Le secrétaire américain à la Défense, Pete Hegseth, a partagé des informations sur les frappes aériennes américaines sur le Yémen dans un deuxième groupe privé sur l’application Signal, le partenaire américain de la BBC CBS a confirmé avec des sources familières avec les messages.
Les messages, envoyés le 15 mars, comprenaient des horaires de vol pour les Hornets américains F / A-18 effectuant des frappes sur des cibles houthi. Le groupe comprenait l’épouse, frère et avocat personnel de Hegseth.
Les développements surviennent un mois après que l’existence d’un groupe de signaux séparé discutant des informations sensibles sur les opérations militaires américaines a été révélée.
Dans une déclaration au New York Times, qui a d’abord signalé le deuxième groupe, la Maison Blanche a déclaré qu’aucune information classée n’était partagée.
L’épouse de Hegseth, Jennifer, est une ancienne productrice de Fox News et ne détient aucune position officielle au sein du Pentagone. Hegseth a précédemment été critiqué pour avoir déclaré sa femme lors de réunions avec des dirigeants étrangers.
Son frère, Phil, et l’avocat personnel, Tim Parlatore, occupent tous deux des postes au ministère de la Défense. Mais il n’est pas clair pourquoi l’un des trois nécessiterait des avertissements avancés de plans sensibles aux États-Unis.
Contrairement au premier groupe de signaux, le second – appelé “Defence | Team Huddle” – a été créé par Hegseth, selon le New York Times.

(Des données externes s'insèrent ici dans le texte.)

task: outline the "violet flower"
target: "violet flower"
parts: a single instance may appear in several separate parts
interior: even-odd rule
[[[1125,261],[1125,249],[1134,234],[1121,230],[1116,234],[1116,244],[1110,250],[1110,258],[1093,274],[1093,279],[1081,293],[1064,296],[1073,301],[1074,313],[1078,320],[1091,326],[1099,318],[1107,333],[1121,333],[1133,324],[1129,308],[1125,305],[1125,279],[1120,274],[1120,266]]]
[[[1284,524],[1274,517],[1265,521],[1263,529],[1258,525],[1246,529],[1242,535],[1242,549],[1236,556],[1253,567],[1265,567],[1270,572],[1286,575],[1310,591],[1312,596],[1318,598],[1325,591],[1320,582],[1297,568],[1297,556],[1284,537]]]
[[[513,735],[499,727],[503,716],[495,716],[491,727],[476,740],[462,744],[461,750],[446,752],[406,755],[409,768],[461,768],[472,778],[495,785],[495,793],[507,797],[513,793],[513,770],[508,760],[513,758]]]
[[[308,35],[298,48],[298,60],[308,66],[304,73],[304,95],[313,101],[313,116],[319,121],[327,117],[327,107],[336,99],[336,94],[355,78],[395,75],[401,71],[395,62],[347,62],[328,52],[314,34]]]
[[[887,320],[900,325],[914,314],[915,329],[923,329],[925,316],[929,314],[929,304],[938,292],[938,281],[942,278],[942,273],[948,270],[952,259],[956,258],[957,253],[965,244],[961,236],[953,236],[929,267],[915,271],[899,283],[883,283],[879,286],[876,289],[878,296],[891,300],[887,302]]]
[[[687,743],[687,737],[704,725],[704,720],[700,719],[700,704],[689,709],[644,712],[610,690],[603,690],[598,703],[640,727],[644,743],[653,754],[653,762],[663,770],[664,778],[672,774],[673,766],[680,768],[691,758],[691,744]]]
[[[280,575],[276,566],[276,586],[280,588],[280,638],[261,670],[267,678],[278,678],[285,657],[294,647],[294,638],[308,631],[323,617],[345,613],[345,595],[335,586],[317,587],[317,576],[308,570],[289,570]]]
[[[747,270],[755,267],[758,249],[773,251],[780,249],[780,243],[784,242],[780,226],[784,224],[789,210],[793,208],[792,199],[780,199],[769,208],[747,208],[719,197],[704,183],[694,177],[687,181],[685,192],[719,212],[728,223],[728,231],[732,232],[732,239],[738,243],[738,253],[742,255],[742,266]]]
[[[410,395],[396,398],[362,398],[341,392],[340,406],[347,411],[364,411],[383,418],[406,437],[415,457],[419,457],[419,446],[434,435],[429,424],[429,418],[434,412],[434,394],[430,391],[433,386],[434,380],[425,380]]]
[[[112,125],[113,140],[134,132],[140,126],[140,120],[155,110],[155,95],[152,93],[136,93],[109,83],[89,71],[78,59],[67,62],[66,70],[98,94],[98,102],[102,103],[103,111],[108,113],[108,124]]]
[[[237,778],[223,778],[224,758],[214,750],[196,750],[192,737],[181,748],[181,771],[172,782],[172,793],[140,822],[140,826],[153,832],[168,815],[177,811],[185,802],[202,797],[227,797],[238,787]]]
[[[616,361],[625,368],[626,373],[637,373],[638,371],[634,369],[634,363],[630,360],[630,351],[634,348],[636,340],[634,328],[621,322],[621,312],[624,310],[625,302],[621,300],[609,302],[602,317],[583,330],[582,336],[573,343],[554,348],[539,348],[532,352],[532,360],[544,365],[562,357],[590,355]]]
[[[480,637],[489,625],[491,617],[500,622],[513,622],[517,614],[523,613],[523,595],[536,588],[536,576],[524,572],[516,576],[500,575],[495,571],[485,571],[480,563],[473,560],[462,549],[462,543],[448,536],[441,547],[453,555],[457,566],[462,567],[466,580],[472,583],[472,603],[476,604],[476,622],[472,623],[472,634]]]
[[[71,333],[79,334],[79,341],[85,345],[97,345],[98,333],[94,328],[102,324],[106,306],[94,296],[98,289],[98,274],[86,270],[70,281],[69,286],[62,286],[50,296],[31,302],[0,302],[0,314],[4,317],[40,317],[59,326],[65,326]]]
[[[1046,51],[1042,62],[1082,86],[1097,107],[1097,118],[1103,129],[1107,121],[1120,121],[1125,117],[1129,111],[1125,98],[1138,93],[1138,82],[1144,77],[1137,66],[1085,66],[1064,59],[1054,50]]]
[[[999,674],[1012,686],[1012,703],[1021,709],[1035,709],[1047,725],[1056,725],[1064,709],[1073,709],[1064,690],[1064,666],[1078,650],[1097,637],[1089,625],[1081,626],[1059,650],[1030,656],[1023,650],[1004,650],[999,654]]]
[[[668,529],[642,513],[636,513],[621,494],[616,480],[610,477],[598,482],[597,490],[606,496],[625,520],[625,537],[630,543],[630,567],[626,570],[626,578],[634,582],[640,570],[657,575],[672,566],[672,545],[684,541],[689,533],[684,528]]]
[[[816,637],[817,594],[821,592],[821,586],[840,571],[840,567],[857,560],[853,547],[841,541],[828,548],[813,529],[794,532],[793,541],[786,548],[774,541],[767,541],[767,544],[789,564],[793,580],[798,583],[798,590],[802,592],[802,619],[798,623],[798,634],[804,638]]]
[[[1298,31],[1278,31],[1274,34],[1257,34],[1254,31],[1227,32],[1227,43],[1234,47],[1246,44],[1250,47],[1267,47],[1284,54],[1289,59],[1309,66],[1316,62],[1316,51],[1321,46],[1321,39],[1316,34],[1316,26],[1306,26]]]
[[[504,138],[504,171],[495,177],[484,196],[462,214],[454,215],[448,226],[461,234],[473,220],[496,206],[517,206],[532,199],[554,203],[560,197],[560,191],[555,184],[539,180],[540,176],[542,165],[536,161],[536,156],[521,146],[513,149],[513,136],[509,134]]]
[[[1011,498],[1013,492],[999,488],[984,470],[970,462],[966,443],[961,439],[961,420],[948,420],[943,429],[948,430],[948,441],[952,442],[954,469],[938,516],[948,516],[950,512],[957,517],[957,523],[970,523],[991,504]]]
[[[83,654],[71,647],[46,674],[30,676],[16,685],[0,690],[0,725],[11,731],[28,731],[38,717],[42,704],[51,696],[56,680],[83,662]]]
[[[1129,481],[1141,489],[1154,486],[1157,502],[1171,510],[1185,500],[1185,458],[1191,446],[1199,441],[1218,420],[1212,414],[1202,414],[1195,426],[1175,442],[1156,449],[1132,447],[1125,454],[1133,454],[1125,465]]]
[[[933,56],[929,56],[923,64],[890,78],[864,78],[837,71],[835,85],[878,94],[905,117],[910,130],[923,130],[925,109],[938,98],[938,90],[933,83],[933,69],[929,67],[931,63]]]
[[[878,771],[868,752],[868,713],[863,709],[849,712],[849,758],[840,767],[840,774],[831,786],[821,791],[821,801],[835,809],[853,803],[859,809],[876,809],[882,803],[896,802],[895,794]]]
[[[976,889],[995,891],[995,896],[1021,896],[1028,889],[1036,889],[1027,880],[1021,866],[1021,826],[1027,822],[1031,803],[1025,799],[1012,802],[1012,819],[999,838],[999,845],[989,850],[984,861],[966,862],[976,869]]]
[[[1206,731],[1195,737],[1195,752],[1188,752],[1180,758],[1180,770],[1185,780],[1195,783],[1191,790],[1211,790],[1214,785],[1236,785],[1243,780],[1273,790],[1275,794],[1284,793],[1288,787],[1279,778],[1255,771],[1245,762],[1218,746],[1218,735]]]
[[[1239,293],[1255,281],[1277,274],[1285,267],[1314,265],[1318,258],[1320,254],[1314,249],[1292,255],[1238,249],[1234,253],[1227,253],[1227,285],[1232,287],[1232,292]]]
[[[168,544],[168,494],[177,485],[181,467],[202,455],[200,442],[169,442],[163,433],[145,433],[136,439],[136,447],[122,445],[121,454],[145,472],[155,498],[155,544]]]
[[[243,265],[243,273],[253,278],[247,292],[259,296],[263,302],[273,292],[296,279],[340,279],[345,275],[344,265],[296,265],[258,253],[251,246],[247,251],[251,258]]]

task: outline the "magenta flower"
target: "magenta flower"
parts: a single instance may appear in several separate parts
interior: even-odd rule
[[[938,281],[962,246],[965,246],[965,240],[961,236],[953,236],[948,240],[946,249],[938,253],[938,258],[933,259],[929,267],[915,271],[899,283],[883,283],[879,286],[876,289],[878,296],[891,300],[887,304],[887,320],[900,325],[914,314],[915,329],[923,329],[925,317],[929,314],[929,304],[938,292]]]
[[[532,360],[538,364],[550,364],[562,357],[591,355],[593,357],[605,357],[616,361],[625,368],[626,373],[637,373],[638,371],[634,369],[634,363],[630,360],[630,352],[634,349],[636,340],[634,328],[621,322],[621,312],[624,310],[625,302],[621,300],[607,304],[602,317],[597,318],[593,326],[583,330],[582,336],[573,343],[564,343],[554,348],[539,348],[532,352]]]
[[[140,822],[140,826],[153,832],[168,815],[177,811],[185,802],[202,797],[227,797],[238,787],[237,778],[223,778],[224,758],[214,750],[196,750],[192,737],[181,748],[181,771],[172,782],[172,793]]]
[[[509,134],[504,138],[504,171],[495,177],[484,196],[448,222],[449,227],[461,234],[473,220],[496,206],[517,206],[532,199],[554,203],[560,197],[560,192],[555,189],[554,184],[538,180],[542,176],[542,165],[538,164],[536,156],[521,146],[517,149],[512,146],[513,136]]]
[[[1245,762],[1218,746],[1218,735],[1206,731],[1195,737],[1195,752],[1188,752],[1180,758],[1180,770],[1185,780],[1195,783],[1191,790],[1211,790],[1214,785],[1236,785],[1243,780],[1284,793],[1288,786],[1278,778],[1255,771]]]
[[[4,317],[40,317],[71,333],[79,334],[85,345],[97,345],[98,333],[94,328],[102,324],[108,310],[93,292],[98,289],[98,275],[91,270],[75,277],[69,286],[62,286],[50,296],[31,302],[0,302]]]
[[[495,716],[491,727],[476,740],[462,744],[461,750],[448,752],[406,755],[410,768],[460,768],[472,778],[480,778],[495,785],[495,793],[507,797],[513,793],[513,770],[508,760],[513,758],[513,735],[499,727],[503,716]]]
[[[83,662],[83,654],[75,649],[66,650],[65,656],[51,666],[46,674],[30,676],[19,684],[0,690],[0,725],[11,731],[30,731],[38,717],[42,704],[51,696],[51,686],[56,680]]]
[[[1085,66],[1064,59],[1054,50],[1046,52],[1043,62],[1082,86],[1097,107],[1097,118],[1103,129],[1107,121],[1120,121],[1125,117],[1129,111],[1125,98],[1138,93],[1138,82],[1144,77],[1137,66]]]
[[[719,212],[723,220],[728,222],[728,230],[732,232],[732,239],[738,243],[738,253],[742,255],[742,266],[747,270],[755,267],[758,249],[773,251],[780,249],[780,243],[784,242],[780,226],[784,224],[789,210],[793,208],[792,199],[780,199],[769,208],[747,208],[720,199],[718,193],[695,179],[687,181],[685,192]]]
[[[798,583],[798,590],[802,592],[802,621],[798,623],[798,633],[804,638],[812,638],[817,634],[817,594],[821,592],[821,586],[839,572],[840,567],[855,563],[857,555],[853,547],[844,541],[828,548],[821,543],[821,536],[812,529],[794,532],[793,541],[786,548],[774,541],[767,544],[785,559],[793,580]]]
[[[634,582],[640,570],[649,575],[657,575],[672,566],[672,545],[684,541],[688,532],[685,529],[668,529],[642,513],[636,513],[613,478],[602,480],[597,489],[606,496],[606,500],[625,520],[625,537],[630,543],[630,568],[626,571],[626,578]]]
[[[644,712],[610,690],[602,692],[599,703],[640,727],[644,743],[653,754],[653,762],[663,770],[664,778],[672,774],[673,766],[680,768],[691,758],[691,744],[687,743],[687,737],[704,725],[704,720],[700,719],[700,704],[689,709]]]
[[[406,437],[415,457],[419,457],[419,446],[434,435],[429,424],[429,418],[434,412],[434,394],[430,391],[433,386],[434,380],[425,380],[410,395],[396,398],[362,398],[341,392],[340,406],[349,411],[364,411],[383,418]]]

L’existence du groupe de signaux antérieur a été révélée par Jeffrey Goldberg, le rédacteur en chef du magazine Atlantic, qui y a été accidentellement inclus. De même, les responsables ont utilisé ce groupe pour discuter des informations relatives aux grèves au Yémen.
La Maison Blanche a nié que les informations classifiées aient été discutées dans ce groupe non plus, bien que les critiques de Hegseth – y compris d’anciens responsables américains de la défense – le remettent en question. Ils disent que la discussion de ces informations dans les groupes de signaux pourrait compromettre le personnel américain effectuant des opérations militaires.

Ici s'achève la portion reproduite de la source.